E. Toelichting op de instrumenten
Uitgaven en ontvangsten
De totale uitgaven en ontvangsten zijn opgebouwd uit drie onderdelen: rente, leningen, en mutaties in rekening-courant en deposito.
Rente
Onder de rentelasten vallen de rentebetalingen van het Rijk aan de deelnemers van schatkistbankieren. Deelnemers ontvangen rente over een positief saldo op hun rekening-courant en op de deposito’s die ze bij de schatkist hebben geplaatst. De rentebaten bestaan uit de door deelnemers aan het Rijk betaalde rente op leningen en op roodstanden in de rekening-courant. De verwachte rentelasten zijn in 2020 lager dan de verwachte rentebaten. Dit komt door de lage rentestand, waardoor de Staat weinig betaalt op positieve saldi. Leningen hebben langere looptijden met bijbehorende hogere rentes waardoor de rentebaten in 2020 hoger zijn dan de rentelasten. In de jaren na 2020 zullen de rentelasten een aanzienlijke stijging gaan vertonen. Dit komt ten eerste omdat de saldi van de sociale fondsen naar verwachting de komende jaren gaan toenemen. Ten tweede laat de middellangetermijnraming van het CPB in de jaren na 2020 hogere rentepercentages zien dan in de jaren 2019 en 2020. De door het CPB geraamde rentepercentages worden gebruikt voor de raming van de rentelasten.
Leningen
De posten verstrekte leningen en ontvangen aflossingen geven de geraamde uitgifte van nieuwe leningen (uitgave voor het Rijk) en de aflossingen op eerder afgesloten leningen (ontvangst voor het Rijk) weer. Als leningen voortijdig worden beëindigd dan worden deze afgelost tegen de marktwaarde van de lening op dat moment of een boetebedrag. Hierdoor kan gedurende het jaar een extra uitgave of ontvangst voor het Rijk ontstaan. Deze worden geboekt als uitgaven of ontvangsten bij voortijdige beëindiging.

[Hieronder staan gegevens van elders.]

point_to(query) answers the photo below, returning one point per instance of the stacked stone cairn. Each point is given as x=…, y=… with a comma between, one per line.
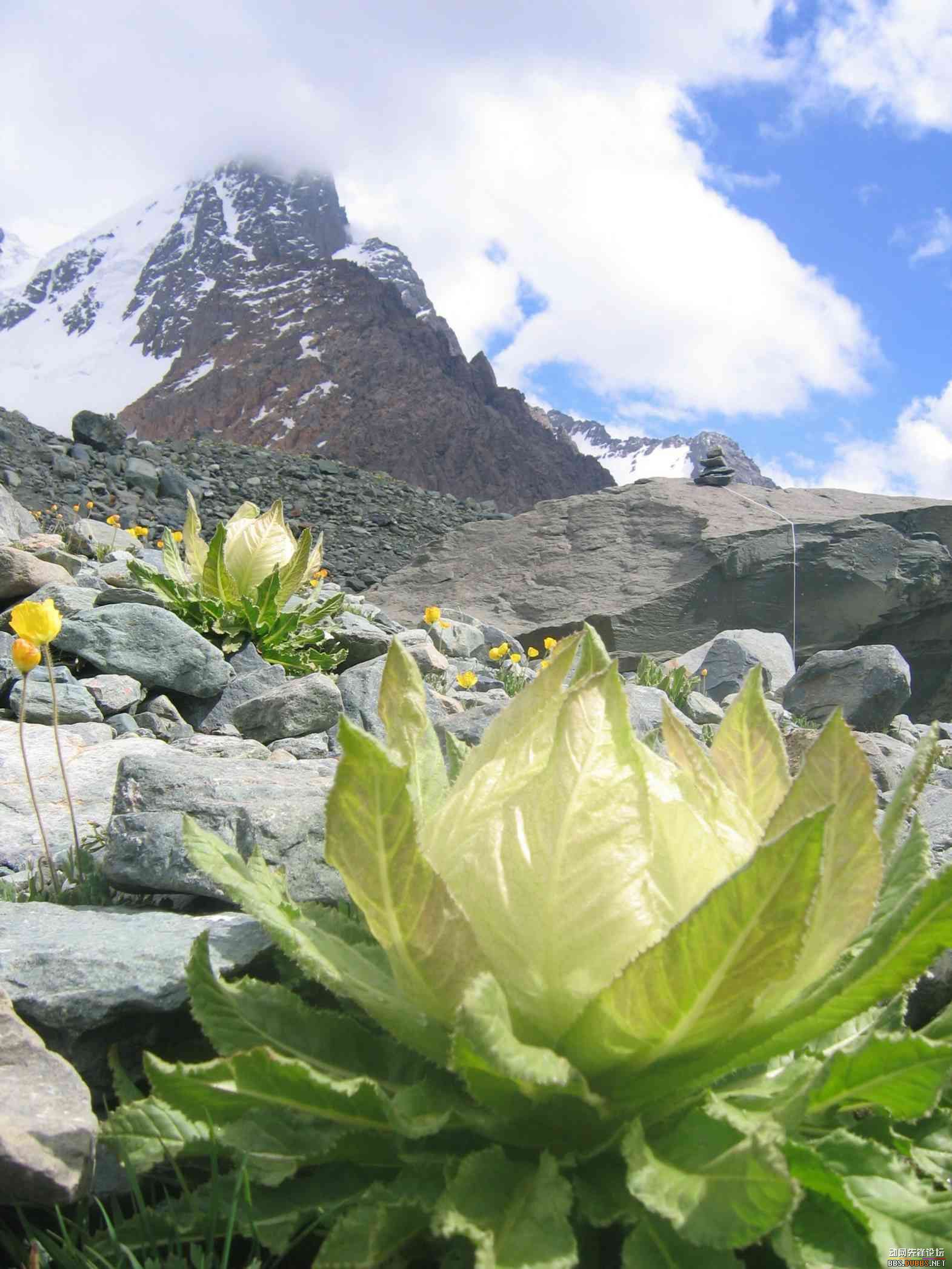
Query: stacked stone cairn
x=714, y=470
x=156, y=721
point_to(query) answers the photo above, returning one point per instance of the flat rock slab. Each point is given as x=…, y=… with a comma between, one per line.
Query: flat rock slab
x=76, y=968
x=247, y=802
x=665, y=564
x=92, y=773
x=150, y=644
x=47, y=1130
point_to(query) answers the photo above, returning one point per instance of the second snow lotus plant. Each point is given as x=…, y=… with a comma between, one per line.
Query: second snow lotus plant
x=592, y=989
x=238, y=587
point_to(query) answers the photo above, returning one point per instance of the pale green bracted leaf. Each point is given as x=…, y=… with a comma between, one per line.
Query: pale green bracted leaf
x=834, y=774
x=704, y=979
x=888, y=961
x=372, y=841
x=216, y=579
x=149, y=1130
x=541, y=1102
x=538, y=871
x=653, y=1244
x=403, y=710
x=293, y=573
x=371, y=1234
x=748, y=753
x=513, y=1211
x=250, y=1013
x=899, y=1208
x=196, y=550
x=822, y=1235
x=456, y=755
x=171, y=560
x=903, y=799
x=517, y=744
x=320, y=942
x=902, y=1074
x=717, y=1185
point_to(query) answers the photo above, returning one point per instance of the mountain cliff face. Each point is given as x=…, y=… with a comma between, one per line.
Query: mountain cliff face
x=640, y=457
x=238, y=305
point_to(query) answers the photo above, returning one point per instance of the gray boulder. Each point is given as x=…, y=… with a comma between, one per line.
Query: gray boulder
x=90, y=767
x=733, y=654
x=150, y=644
x=73, y=702
x=22, y=574
x=47, y=1130
x=870, y=684
x=359, y=690
x=647, y=711
x=296, y=708
x=247, y=802
x=665, y=564
x=89, y=978
x=98, y=430
x=16, y=521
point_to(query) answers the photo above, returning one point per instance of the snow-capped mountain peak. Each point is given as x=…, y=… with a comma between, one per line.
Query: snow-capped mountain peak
x=17, y=261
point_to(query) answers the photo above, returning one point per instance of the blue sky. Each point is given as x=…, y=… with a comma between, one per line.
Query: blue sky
x=665, y=216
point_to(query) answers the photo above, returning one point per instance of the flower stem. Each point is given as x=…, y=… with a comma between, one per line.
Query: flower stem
x=59, y=754
x=32, y=791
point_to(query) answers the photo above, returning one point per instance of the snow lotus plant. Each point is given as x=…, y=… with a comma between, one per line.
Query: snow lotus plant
x=593, y=994
x=236, y=587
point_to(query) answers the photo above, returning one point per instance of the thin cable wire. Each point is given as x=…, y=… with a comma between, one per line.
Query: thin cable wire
x=794, y=541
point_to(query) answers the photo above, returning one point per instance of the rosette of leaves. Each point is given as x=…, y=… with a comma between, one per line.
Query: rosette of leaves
x=677, y=684
x=238, y=585
x=593, y=993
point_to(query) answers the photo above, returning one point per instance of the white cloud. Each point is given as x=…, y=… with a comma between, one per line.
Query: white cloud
x=896, y=58
x=916, y=458
x=939, y=240
x=559, y=132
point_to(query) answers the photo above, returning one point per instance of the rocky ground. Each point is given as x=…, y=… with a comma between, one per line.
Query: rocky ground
x=372, y=523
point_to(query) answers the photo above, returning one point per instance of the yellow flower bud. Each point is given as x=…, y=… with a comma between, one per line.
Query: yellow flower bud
x=38, y=624
x=25, y=655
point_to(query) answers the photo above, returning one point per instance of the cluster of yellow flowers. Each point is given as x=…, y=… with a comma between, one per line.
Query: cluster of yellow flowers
x=467, y=678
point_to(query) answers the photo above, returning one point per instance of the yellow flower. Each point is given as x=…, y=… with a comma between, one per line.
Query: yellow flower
x=38, y=624
x=25, y=655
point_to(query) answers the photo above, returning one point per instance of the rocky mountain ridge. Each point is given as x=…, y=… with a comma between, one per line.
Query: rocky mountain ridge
x=238, y=305
x=642, y=457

Mutaties in rekening-courant en deposito’s
De posten toename en afname saldi in rekening-courant57 en deposito’s58 geven het bedrag weer dat naar verwachting door alle deelnemers in de schatkist wordt gestort (ontvangst voor het Rijk) of juist wordt opgenomen (uitgave voor het Rijk). Voor 2020 wordt een instroom van middelen, en dus inkomsten voor het Rijk, van € 6,3 mld. geraamd. Deze instroom wordt veroorzaakt doordat de sociale fondsen meer inkomsten dan uitgaven hebben.